Wednesday

Editor Whack-a-mole

Rude editorial staff remarks are hard to take. We pour out everything to get noticed (spend days crafting worthy lines, wring our hands together in nervous splendour, treat Email like it is sweet nectar to our humming bird selves) and we not only get rejected, it is nasty. It is crushing. We feel depressed, very. Then we move on.

Well some move on, others switch from sadness to anger. Writers who are susceptible to bouts of rage have difficulty walking away. They've been greatly offended, darn it, and feel something must be said! No one should get away with treating someone like that!
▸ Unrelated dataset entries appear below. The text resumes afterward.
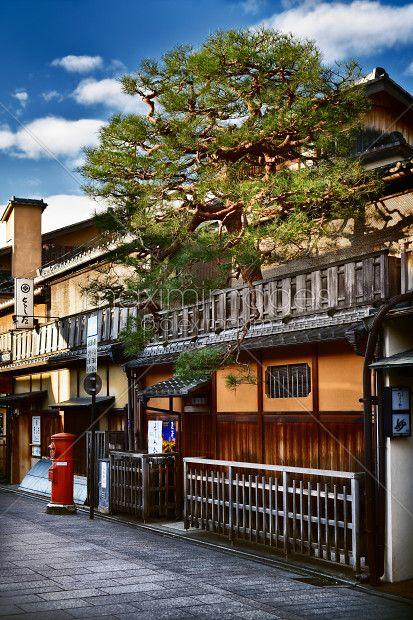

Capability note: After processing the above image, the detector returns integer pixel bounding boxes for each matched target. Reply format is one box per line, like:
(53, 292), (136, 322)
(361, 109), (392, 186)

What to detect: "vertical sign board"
(86, 313), (99, 520)
(14, 278), (34, 329)
(31, 415), (41, 457)
(86, 314), (98, 375)
(148, 420), (163, 454)
(383, 386), (411, 438)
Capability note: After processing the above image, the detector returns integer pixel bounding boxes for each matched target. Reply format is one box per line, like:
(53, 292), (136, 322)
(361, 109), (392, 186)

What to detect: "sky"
(1, 0), (413, 235)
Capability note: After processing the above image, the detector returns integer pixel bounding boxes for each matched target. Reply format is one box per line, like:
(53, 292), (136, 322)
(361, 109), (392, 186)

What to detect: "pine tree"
(82, 28), (381, 376)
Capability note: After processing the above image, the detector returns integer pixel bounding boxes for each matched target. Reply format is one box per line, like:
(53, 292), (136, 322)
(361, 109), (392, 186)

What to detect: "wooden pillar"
(211, 372), (217, 459)
(257, 352), (264, 463)
(5, 405), (12, 484)
(312, 344), (320, 468)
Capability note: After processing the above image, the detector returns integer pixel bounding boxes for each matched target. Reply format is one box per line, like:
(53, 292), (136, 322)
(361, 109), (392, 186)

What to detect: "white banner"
(148, 420), (163, 454)
(86, 314), (98, 374)
(32, 415), (41, 445)
(14, 278), (34, 329)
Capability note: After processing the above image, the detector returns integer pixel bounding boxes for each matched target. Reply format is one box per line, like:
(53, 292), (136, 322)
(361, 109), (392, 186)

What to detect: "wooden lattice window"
(265, 363), (311, 398)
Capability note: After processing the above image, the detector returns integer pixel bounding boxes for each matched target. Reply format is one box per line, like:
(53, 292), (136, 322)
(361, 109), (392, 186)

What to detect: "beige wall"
(49, 270), (98, 317)
(318, 344), (364, 412)
(77, 363), (128, 410)
(14, 369), (70, 406)
(216, 363), (258, 413)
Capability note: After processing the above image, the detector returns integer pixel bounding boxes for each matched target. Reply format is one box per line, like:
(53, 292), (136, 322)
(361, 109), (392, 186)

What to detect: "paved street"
(0, 490), (411, 620)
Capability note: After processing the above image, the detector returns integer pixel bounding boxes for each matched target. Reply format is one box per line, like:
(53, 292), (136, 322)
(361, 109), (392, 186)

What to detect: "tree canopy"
(82, 28), (381, 373)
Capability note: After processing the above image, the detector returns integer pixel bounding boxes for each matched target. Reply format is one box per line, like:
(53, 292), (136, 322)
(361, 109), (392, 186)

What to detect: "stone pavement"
(0, 490), (411, 620)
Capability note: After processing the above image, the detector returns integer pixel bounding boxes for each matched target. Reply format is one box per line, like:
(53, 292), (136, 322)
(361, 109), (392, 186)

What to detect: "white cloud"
(42, 194), (107, 232)
(406, 61), (413, 76)
(73, 78), (146, 114)
(0, 194), (107, 245)
(259, 1), (413, 61)
(51, 54), (103, 73)
(0, 116), (105, 159)
(107, 59), (127, 75)
(241, 0), (266, 15)
(0, 125), (14, 149)
(13, 90), (28, 106)
(42, 90), (63, 103)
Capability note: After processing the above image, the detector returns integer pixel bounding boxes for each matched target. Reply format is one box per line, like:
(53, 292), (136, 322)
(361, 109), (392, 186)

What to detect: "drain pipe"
(362, 290), (413, 584)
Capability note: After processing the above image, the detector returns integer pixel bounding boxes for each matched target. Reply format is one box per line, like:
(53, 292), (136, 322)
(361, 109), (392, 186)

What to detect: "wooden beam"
(312, 343), (320, 468)
(257, 352), (264, 463)
(212, 371), (217, 459)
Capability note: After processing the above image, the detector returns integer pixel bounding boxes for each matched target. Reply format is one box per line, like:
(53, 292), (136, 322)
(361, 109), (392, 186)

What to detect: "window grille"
(265, 363), (311, 398)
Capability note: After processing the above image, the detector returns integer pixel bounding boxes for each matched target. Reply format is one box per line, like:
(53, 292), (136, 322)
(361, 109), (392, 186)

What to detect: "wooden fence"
(110, 451), (177, 521)
(86, 431), (124, 506)
(184, 458), (364, 572)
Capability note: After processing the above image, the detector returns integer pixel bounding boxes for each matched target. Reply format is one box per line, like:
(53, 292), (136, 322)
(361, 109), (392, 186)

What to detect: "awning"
(138, 377), (209, 398)
(0, 390), (47, 406)
(370, 349), (413, 369)
(49, 396), (115, 409)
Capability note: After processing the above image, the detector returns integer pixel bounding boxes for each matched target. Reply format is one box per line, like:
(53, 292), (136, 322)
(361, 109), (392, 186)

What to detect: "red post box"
(46, 432), (77, 514)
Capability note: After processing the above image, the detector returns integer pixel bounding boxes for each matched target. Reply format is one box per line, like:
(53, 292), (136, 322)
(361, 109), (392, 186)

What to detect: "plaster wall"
(216, 363), (258, 413)
(383, 317), (413, 582)
(318, 343), (364, 412)
(49, 270), (97, 317)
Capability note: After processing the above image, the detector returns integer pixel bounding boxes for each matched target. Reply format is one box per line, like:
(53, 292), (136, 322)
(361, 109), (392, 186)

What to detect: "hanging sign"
(14, 278), (34, 329)
(383, 386), (411, 438)
(32, 415), (41, 444)
(31, 415), (41, 457)
(86, 314), (98, 375)
(148, 420), (163, 454)
(162, 421), (177, 453)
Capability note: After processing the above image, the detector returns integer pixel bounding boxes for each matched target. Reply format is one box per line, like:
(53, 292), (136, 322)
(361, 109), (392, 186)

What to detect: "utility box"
(98, 458), (110, 514)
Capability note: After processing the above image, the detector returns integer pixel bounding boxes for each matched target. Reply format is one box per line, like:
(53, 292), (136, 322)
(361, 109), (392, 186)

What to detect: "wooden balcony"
(144, 250), (400, 343)
(0, 249), (401, 368)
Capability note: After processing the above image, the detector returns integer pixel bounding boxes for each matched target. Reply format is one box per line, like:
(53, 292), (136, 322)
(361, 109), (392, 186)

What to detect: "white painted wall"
(383, 317), (413, 582)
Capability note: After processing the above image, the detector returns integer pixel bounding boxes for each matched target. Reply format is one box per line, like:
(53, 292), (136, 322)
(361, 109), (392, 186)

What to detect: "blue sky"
(1, 0), (413, 232)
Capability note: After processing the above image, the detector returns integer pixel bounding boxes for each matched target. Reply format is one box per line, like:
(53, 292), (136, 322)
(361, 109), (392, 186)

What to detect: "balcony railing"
(143, 250), (400, 343)
(0, 249), (400, 367)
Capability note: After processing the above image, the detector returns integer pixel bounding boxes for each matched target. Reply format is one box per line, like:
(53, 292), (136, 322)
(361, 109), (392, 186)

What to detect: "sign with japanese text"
(86, 314), (98, 375)
(383, 386), (411, 438)
(162, 420), (177, 453)
(31, 415), (41, 457)
(32, 415), (41, 444)
(14, 278), (34, 329)
(391, 412), (411, 437)
(147, 420), (177, 454)
(148, 420), (163, 454)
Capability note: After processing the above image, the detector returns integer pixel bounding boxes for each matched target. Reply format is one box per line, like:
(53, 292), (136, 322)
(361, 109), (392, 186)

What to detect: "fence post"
(183, 459), (189, 529)
(283, 471), (289, 557)
(228, 465), (233, 542)
(142, 456), (149, 522)
(351, 477), (361, 573)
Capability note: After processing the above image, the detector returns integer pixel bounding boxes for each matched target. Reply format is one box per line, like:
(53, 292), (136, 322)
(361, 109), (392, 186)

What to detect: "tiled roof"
(138, 377), (209, 398)
(126, 320), (364, 369)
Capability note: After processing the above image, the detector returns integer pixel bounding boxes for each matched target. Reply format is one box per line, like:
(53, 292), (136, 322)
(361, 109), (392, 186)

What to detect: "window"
(265, 363), (311, 398)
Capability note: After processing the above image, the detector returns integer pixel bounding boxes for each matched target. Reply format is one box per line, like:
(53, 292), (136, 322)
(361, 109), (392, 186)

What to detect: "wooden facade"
(133, 340), (364, 474)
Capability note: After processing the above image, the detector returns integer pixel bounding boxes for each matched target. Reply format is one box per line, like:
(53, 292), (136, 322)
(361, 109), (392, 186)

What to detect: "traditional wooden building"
(0, 198), (128, 483)
(0, 68), (413, 581)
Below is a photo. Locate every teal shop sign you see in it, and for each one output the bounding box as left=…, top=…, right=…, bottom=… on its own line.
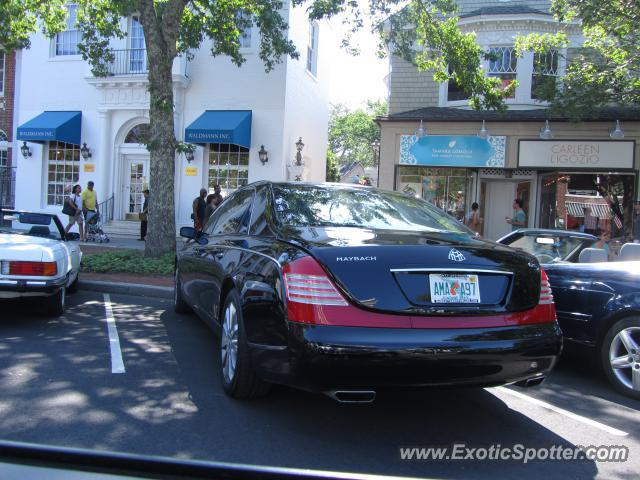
left=399, top=135, right=506, bottom=167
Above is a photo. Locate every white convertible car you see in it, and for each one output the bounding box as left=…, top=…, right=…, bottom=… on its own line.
left=0, top=210, right=82, bottom=315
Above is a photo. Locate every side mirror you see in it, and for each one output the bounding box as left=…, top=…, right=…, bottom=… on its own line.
left=66, top=232, right=80, bottom=241
left=180, top=226, right=197, bottom=239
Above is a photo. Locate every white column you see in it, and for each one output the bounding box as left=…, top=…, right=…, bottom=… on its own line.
left=97, top=110, right=112, bottom=203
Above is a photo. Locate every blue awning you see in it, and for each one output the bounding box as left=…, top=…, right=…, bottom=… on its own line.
left=17, top=111, right=82, bottom=145
left=185, top=110, right=252, bottom=148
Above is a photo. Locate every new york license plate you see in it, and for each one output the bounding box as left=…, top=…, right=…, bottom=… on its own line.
left=429, top=274, right=481, bottom=303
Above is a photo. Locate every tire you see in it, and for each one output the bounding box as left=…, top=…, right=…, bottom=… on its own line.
left=219, top=290, right=270, bottom=399
left=600, top=316, right=640, bottom=399
left=173, top=267, right=191, bottom=313
left=67, top=273, right=79, bottom=294
left=46, top=288, right=66, bottom=316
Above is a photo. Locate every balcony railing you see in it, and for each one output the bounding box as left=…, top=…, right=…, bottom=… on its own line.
left=106, top=49, right=148, bottom=76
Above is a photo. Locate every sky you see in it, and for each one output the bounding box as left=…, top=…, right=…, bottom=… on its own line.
left=326, top=15, right=389, bottom=110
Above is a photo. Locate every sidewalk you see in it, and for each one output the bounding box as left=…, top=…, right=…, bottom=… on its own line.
left=77, top=235, right=176, bottom=299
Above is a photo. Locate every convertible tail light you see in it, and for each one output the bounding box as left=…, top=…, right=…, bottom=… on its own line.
left=1, top=261, right=57, bottom=276
left=539, top=268, right=554, bottom=305
left=283, top=256, right=348, bottom=307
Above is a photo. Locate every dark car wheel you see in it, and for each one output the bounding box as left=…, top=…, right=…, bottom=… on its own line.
left=174, top=267, right=191, bottom=313
left=219, top=290, right=270, bottom=399
left=67, top=273, right=79, bottom=294
left=47, top=288, right=66, bottom=316
left=601, top=316, right=640, bottom=399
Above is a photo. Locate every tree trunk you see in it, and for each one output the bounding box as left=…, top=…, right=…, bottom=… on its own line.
left=139, top=2, right=178, bottom=258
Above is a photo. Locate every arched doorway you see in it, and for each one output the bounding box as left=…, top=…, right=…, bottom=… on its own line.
left=119, top=123, right=150, bottom=220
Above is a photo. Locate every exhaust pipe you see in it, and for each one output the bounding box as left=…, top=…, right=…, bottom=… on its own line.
left=514, top=376, right=546, bottom=388
left=324, top=390, right=376, bottom=403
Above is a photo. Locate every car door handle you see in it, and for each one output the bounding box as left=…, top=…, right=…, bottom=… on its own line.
left=215, top=252, right=224, bottom=260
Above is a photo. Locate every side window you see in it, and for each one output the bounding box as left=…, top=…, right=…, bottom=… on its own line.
left=209, top=190, right=254, bottom=236
left=249, top=185, right=270, bottom=236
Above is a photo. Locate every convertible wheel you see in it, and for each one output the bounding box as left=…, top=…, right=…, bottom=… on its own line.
left=219, top=290, right=270, bottom=399
left=47, top=288, right=66, bottom=316
left=173, top=268, right=191, bottom=313
left=67, top=273, right=79, bottom=294
left=601, top=317, right=640, bottom=399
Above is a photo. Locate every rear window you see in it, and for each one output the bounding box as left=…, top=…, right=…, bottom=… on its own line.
left=272, top=184, right=471, bottom=233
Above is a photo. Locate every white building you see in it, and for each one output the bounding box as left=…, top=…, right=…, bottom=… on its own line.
left=12, top=4, right=329, bottom=232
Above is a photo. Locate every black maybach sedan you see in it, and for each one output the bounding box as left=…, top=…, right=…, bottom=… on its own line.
left=175, top=182, right=562, bottom=402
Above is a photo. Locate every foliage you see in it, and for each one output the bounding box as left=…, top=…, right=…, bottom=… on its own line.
left=81, top=249, right=174, bottom=275
left=326, top=150, right=340, bottom=182
left=328, top=100, right=386, bottom=171
left=516, top=0, right=640, bottom=118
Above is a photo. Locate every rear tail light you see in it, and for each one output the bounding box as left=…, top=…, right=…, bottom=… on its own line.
left=539, top=268, right=554, bottom=305
left=1, top=261, right=58, bottom=276
left=283, top=256, right=347, bottom=307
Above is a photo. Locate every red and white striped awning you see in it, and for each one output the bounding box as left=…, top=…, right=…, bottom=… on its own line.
left=566, top=201, right=611, bottom=219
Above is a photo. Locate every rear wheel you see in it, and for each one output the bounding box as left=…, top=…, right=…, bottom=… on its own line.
left=67, top=273, right=79, bottom=294
left=173, top=267, right=190, bottom=313
left=219, top=290, right=270, bottom=399
left=600, top=316, right=640, bottom=399
left=47, top=288, right=66, bottom=316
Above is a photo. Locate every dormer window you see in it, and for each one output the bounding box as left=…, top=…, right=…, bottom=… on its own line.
left=487, top=47, right=517, bottom=99
left=532, top=49, right=559, bottom=100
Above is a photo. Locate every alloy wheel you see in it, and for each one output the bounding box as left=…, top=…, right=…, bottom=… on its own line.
left=221, top=302, right=239, bottom=384
left=609, top=326, right=640, bottom=391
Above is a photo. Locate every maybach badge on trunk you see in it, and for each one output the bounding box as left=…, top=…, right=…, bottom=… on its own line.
left=448, top=249, right=466, bottom=262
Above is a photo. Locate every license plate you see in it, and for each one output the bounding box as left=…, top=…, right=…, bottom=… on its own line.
left=429, top=274, right=481, bottom=303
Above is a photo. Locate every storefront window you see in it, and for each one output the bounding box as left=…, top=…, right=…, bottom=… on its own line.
left=47, top=141, right=80, bottom=206
left=539, top=172, right=635, bottom=240
left=208, top=143, right=249, bottom=197
left=396, top=166, right=473, bottom=222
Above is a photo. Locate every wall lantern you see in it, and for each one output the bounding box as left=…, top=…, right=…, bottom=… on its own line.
left=478, top=120, right=490, bottom=139
left=20, top=141, right=32, bottom=159
left=609, top=120, right=625, bottom=139
left=415, top=119, right=426, bottom=138
left=258, top=145, right=269, bottom=165
left=80, top=143, right=92, bottom=160
left=295, top=137, right=305, bottom=166
left=539, top=120, right=554, bottom=140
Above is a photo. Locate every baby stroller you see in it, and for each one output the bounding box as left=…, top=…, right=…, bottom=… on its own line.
left=85, top=211, right=110, bottom=243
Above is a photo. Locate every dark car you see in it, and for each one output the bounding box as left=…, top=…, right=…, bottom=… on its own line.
left=174, top=182, right=561, bottom=402
left=497, top=229, right=598, bottom=265
left=499, top=229, right=640, bottom=399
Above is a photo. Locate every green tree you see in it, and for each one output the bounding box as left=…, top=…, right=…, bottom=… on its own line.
left=1, top=0, right=335, bottom=257
left=515, top=0, right=640, bottom=118
left=327, top=100, right=386, bottom=176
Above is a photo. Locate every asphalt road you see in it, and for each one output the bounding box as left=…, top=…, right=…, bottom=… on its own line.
left=0, top=291, right=638, bottom=479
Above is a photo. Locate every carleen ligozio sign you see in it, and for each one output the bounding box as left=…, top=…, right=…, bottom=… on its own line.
left=518, top=140, right=635, bottom=169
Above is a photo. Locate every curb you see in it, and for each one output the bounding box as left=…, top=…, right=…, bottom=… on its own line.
left=79, top=280, right=173, bottom=299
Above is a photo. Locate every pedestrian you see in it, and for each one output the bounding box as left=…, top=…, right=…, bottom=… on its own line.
left=213, top=184, right=224, bottom=205
left=64, top=184, right=85, bottom=241
left=204, top=193, right=217, bottom=221
left=465, top=202, right=481, bottom=233
left=584, top=206, right=598, bottom=235
left=505, top=198, right=526, bottom=231
left=138, top=189, right=149, bottom=241
left=81, top=180, right=99, bottom=239
left=593, top=228, right=611, bottom=259
left=633, top=201, right=640, bottom=242
left=192, top=188, right=207, bottom=232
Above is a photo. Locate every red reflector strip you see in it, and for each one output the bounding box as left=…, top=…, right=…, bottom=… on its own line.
left=284, top=273, right=348, bottom=306
left=5, top=261, right=57, bottom=276
left=539, top=268, right=554, bottom=305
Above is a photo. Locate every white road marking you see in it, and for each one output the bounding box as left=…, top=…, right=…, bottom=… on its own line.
left=103, top=293, right=125, bottom=374
left=492, top=386, right=628, bottom=437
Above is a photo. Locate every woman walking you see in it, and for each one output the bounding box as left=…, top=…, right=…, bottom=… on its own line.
left=64, top=184, right=85, bottom=241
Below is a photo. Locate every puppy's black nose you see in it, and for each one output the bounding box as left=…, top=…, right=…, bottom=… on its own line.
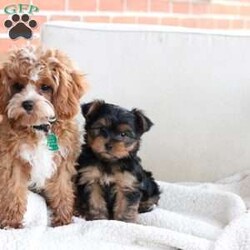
left=105, top=143, right=113, bottom=151
left=22, top=100, right=34, bottom=111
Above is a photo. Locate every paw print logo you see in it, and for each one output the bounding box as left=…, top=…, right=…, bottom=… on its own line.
left=4, top=14, right=37, bottom=40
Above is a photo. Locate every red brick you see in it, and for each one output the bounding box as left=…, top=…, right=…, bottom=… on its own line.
left=196, top=19, right=214, bottom=29
left=172, top=2, right=190, bottom=14
left=127, top=0, right=148, bottom=12
left=150, top=0, right=170, bottom=12
left=31, top=0, right=65, bottom=11
left=181, top=18, right=197, bottom=28
left=230, top=19, right=244, bottom=29
left=161, top=17, right=180, bottom=26
left=49, top=15, right=81, bottom=21
left=112, top=16, right=136, bottom=24
left=137, top=17, right=159, bottom=24
left=244, top=20, right=250, bottom=29
left=99, top=0, right=123, bottom=11
left=84, top=16, right=110, bottom=23
left=191, top=3, right=209, bottom=15
left=68, top=0, right=96, bottom=11
left=240, top=6, right=250, bottom=16
left=210, top=4, right=239, bottom=15
left=215, top=19, right=230, bottom=29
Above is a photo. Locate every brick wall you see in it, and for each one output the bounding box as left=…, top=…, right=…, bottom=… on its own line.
left=0, top=0, right=250, bottom=55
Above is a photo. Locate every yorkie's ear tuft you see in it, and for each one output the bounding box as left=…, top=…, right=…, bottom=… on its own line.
left=132, top=109, right=153, bottom=135
left=81, top=100, right=104, bottom=120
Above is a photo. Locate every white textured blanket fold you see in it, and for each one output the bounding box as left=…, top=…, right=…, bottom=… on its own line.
left=1, top=170, right=250, bottom=250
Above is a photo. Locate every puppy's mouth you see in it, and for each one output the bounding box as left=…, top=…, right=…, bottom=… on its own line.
left=32, top=124, right=51, bottom=133
left=31, top=116, right=57, bottom=132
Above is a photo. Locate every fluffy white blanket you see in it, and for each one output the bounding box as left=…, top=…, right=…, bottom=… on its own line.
left=1, top=170, right=250, bottom=250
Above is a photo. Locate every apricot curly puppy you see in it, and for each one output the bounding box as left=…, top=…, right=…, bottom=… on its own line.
left=0, top=46, right=87, bottom=228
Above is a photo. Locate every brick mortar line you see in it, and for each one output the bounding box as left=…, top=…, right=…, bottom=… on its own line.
left=157, top=17, right=161, bottom=25
left=188, top=1, right=192, bottom=14
left=159, top=17, right=163, bottom=25
left=0, top=10, right=250, bottom=16
left=169, top=2, right=173, bottom=13
left=29, top=11, right=250, bottom=20
left=147, top=0, right=150, bottom=12
left=65, top=0, right=69, bottom=11
left=123, top=0, right=128, bottom=12
left=0, top=9, right=241, bottom=18
left=96, top=0, right=100, bottom=12
left=0, top=12, right=249, bottom=20
left=1, top=2, right=250, bottom=13
left=212, top=0, right=250, bottom=7
left=168, top=1, right=250, bottom=7
left=94, top=16, right=246, bottom=21
left=243, top=19, right=250, bottom=29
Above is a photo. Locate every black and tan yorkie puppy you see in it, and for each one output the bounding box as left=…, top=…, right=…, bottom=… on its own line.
left=75, top=100, right=160, bottom=222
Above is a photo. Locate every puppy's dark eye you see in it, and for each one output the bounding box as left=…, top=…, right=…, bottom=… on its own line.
left=100, top=127, right=109, bottom=138
left=41, top=85, right=52, bottom=92
left=12, top=83, right=24, bottom=92
left=121, top=131, right=134, bottom=138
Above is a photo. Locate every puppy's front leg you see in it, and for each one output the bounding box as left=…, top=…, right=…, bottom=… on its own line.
left=84, top=182, right=109, bottom=220
left=113, top=188, right=141, bottom=222
left=0, top=160, right=28, bottom=229
left=76, top=165, right=109, bottom=220
left=113, top=171, right=141, bottom=222
left=44, top=163, right=75, bottom=227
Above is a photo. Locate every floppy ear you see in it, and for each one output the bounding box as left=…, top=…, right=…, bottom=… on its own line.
left=48, top=50, right=87, bottom=120
left=132, top=109, right=153, bottom=135
left=81, top=100, right=104, bottom=120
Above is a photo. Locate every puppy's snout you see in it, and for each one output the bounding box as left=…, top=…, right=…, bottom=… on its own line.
left=105, top=143, right=113, bottom=151
left=22, top=100, right=34, bottom=111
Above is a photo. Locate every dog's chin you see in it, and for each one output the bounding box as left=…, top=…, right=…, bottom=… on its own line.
left=100, top=152, right=118, bottom=161
left=93, top=150, right=129, bottom=162
left=7, top=109, right=55, bottom=129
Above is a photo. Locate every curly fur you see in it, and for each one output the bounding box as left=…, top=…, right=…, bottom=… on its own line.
left=0, top=46, right=87, bottom=228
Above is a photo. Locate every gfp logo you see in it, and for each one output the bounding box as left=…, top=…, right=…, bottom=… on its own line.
left=4, top=4, right=39, bottom=40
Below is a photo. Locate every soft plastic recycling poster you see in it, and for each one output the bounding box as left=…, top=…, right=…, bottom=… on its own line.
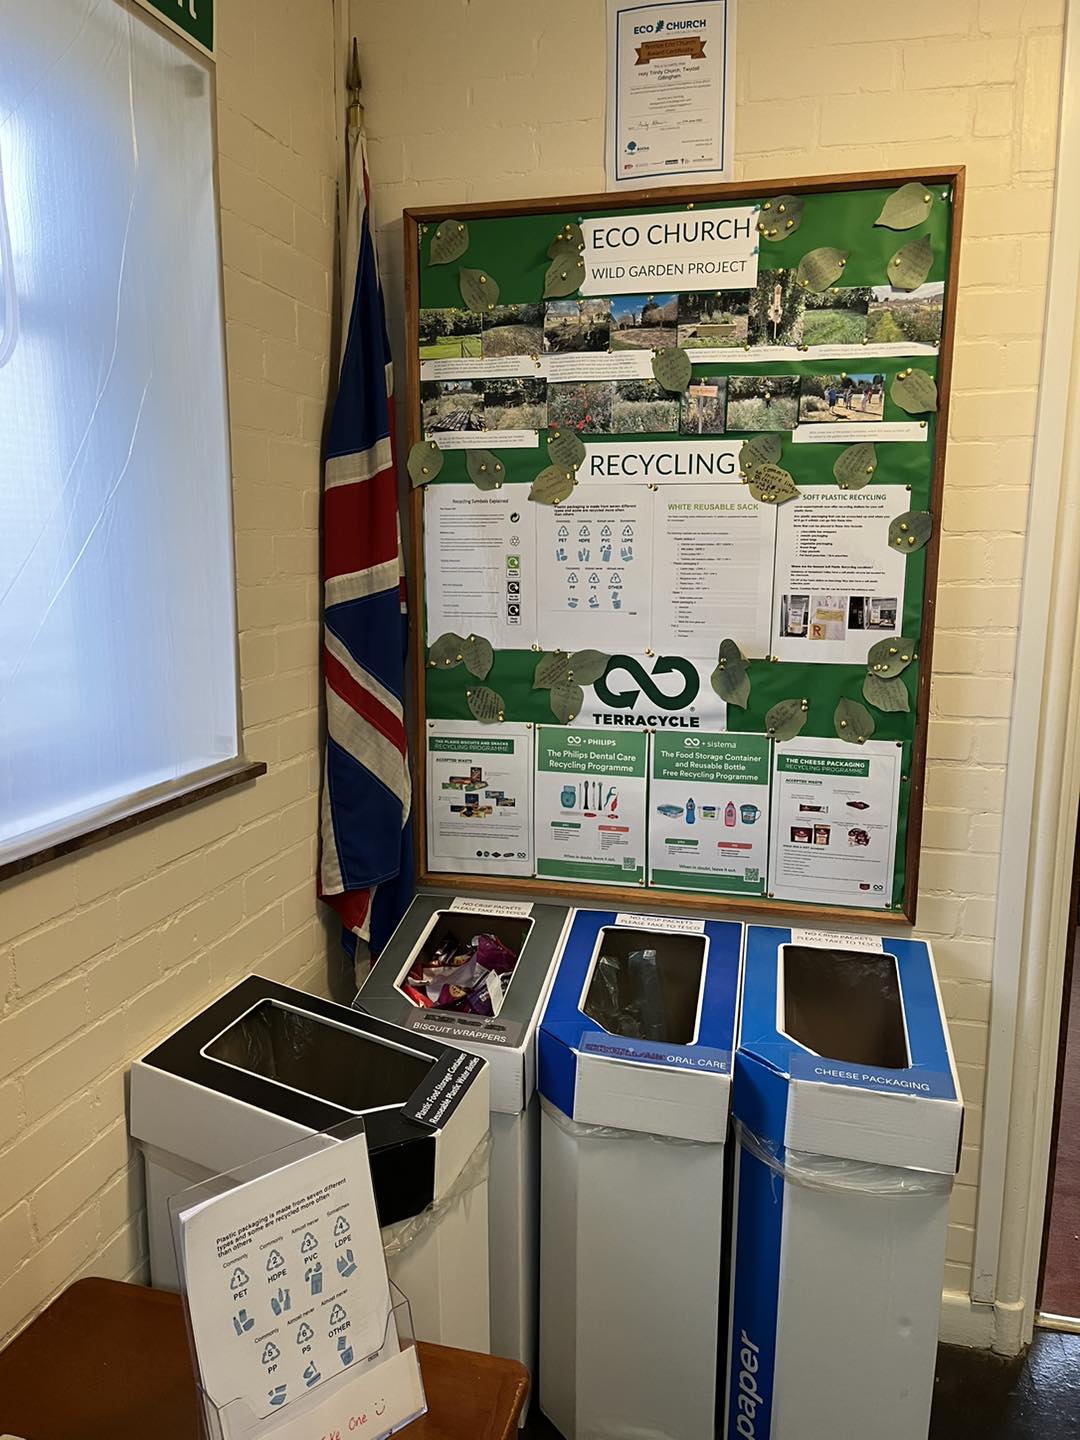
left=413, top=175, right=954, bottom=916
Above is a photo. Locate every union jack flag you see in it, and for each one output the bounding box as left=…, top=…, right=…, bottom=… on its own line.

While it is true there is no cause for cruelty, it is also true the lovely Email response you sent will bite you. Editors talk to each other so one very bad piece of correspondence is all it could take for you to be a person editors won't work with. Not only that, but editors also change to different magazines so one place you hope accepts you becomes an automatic rejection; it is a little like playing editor whack-a-mole. Plus, if it somehow gets leaked to readers, you may lose potential fans. One never knows who can end up where and with what knowledge.

Is it really worth chewing your foot off? What if the person reading your insults is some unlucky intern?

Make a note to yourself about not submitting to him/her and submit somewhere else. There are many places waiting for new work. Why move backwards?

1 comment:

  1. I've heard stories of some pretty nasty reject letters. It always shocks me how people can think it's ok to treat other people that way.